E veniamo alla regia vera e propria, altro tasto dolente, coacervo di banalità e déjà vu, che prova a cercare una chiave visionaria finendo nel pasticcio senza meta, fatto salvo il virtuosismo del piano sequenza iniziale. E che invece di far tesoro della messa in scena in studio, dichiarandone l'espressiva falsità (ricordate la bellezza del Barone di Munchausen di Gilliam?), aggiungendo quindi un piano di lettura all'operazione, ne ignora i limiti cercando la realtà con una fotografia e una luce inadeguati, tra le più brutte viste ultimamente.
Se a spingere un artista sono la vanità e il talento, quando quest'ultimo resta a casa...
Se l'operazione deve essere, poi, quella di avvicinare all'opera il pubblico cinematografico, niente di più sbagliato: quello che si può ottenere è di portare al cinema qualche (normalmente esigentissimo) appassionato d'opera, e farlo tornare a casa con l'amaro in bocca.
Insomma: chi già conosce il Flauto Magico si trova di fronte a qualcos'altro, chi non lo conosce, se ne farà un'idea sbagliata.
Bella e degna di ben altro supporto visivo, la parte musicale (parlo dell'interpretazione, ovviamente), con cantanti-attori bravi e in parte e un'ottima direzione.

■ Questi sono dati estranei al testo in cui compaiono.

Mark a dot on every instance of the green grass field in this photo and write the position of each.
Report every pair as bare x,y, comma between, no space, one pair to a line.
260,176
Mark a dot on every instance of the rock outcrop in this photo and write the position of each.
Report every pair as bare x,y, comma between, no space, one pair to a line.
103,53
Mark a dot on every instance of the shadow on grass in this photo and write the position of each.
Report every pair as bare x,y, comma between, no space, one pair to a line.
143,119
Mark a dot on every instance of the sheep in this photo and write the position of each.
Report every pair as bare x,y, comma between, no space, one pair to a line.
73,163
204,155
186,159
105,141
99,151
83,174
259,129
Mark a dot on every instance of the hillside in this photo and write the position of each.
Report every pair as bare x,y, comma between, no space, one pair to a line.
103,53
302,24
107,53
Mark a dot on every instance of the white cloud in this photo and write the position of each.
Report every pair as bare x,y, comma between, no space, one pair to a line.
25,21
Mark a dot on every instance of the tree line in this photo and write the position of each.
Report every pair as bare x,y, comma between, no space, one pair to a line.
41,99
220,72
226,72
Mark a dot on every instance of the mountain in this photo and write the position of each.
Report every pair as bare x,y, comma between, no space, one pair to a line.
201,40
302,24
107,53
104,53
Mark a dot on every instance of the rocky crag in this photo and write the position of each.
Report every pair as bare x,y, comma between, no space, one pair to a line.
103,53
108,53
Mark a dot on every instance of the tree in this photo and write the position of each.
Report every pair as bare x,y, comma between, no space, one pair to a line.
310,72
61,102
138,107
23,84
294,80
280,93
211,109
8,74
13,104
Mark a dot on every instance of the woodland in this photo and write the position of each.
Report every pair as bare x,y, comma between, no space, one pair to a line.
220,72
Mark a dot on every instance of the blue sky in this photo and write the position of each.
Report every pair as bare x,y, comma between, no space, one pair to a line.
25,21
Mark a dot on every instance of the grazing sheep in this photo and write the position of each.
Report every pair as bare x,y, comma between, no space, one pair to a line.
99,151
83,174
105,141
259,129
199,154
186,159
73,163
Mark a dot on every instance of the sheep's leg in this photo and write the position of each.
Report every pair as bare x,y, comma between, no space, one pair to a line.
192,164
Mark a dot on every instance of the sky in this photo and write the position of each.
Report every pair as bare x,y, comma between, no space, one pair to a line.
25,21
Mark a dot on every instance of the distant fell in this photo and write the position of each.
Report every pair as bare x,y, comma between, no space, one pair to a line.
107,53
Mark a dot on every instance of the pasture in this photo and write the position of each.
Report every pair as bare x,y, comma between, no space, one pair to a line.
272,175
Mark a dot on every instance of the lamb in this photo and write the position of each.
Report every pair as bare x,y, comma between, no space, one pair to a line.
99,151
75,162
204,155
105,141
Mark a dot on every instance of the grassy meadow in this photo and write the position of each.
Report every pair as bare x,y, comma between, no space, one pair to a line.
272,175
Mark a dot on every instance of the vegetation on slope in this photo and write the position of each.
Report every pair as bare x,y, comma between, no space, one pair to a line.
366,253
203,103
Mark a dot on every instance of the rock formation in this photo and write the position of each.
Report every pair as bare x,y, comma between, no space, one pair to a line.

Invia una mail all'autore del commento kowalsky  06/07/2007 17:17:48Nuova risposta dalla tua ultima visita » Rispondi
Mah non so... è stato un vero Evento alla mostra di Venezia, ultima edizione, ma io non l'ho visto Mi è capitato di vedere una strana rappresentazione teatrale dell'opera (un simil-cartoon à la Trnka) in una mostra d'arte nell'isola Madre del Lago Maggiore, circa un annetto fa Da quel poco pochissimo che ricordo il film di Bergman degli anni settanta mi parve impegnativo ma affascinante. Non so su Bragath, che di certo rispetto tantissimo ma non mi ha mai fatto strappare i capelli Da quello che ho capito il tuo voto non è all'insieme dell'operazione ma alla scelta stilistica dell'autore, o sbaglio?
Rudy_Gonzo  20/07/2007 11:22:15Nuova risposta dalla tua ultima visita » Rispondi
Purtroppo, in questo caso, l'insieme dell'operazione E' la scelta stilistica dell'autore...
Guarda, i film-opera sono sempre stati un filone assolutamente delicato, che ben raramente ha portato a risultati degni di nota. Perchè i tempi dell'opera non sono quelli del cinema, c'è poco da fare. L'opera è un meccanismo essenzialmente teatrale, dove il ritmo e le scelte registiche sono dettate dalla musica e in seconda istanza dal libretto. Per quanto un'opera sia famosa, bella, conosciuta, universale, al cinema stenterà a prendere il volo... Allora, se uno è un vero Autore cinematografico, sarà in grado di far proprio il testo operistico e trasformarlo in qualcosa di suo (vedi Bergman o Losey), dimostrando contemporaneamente il suo talento visivo e il suo amore per la musica. Altrimenti, viene fuori un pasticcio noioso e presuntuoso, come per Branagh.
Altro discorso, prettamente operistico e poco cinematografico, riguarda lo strapotere che nei teatri hanno ormai i registi, il cui nome spesso viene prima di quello del compositore, del direttore o dei cantanti. Strapotere spesso inversamente proporzionale alle loro effettive qualità. Vedi, appunto, il continuare a credere che stravolgere, trasporre, attualizzare, astrarre (in una parola: sbattersene) siano le uniche chiavi per mettere in scena un opera in maniera pregnante e "autoriale". Insomma, non capire di essere essi al servizio di qualcosa e continuare a pensare, arrogantemente, il contrario.
Scusa la logorrea, ma musica e cinema sono i grandi amori della mia vita, quindi, se mi si dà l'opportunità di prendere due piccioni con una fava, chi mi ferma più?